Directly ahead, two pirate destroyers blinked into local space. A flurry of red alert symbols flared across the viewscreen.
"What are those?" Auren cried.
"Nuclear missiles," Lupo murmured.
He was redirecting all power to the engines now. He'd even dropped the shields and momentarily killed life support to accelerate the drive's spooling up.
"Multiple warheads incoming. Restore power to point defense immediately," the ship's computer warned.
Auren screamed in terror.
"Impact in five… four… three… two… one…" the computer counted.
And then, to Lupo's utter amazement, they blinked out. All at once, the viewscreen was delightfully cleared of all its warnings. Nothing but a field of stars whirled beyond as they channeled across the hyperlane on autopilot toward the place Lupo had almost abandoned the idea of returning to: Thestle.

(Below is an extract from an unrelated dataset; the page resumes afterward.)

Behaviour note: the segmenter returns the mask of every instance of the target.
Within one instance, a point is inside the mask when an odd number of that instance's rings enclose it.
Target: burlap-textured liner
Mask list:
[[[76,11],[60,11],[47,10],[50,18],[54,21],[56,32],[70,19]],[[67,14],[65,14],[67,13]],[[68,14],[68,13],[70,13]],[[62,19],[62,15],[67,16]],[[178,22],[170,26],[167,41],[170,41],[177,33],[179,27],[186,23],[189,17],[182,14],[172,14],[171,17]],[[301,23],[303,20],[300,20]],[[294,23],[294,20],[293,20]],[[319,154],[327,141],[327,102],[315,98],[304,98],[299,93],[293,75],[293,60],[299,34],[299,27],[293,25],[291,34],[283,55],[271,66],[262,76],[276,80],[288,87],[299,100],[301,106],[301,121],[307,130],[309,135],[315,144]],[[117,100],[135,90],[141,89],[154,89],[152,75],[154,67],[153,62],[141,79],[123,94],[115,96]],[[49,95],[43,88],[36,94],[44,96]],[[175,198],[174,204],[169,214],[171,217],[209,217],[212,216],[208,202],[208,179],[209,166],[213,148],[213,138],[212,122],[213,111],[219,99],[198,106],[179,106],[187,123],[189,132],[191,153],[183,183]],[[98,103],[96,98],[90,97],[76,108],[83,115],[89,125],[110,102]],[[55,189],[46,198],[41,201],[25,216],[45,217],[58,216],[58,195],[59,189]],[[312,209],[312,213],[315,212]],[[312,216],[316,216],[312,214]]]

"Yo, serial killer, mind telling me where we're going?" Auren demanded. He leaned down beside Lupo and stared out at the stars. His mouth fell open.
"Holy shit," he gasped, watching as space flew by at a truly mind-numbing rate.
"I'm sorry. I swear before all of this I was a kind man," Lupo said. He hoped Auren could believe him.
"Where are you taking us?" Auren asked after a time. He'd sat down cross-legged on the floor beside him and was still raptly watching the stars as though he'd never seen them before.
"Thestle."
"It's six days' transit. I can help you enable realistic settings if you'd like to maintain a more natural schedule, or I can deactivate whichever you don't want to burden yourself with. Personally, I think the more realistic we keep our simulations, the more human we'll remain. What that says about me after what I've been through… I'm not sure." Lupo grinned.
Auren looked at him with eyes that seemed to want to trust but couldn't manage it.
The younger man rubbed his chin thoughtfully, closed his eyes, and rocked slightly, as though he were coming to terms with some tremendous inner conflict. He wiggled his feet, rubbing one atop the other as he considered his options.
Lupo let him think.
"I'll do the natural thing too. I don't know if I trust you yet. But I think I'm starting to," he said quietly.
And that was more than enough for Lupo, who was thankful for the company.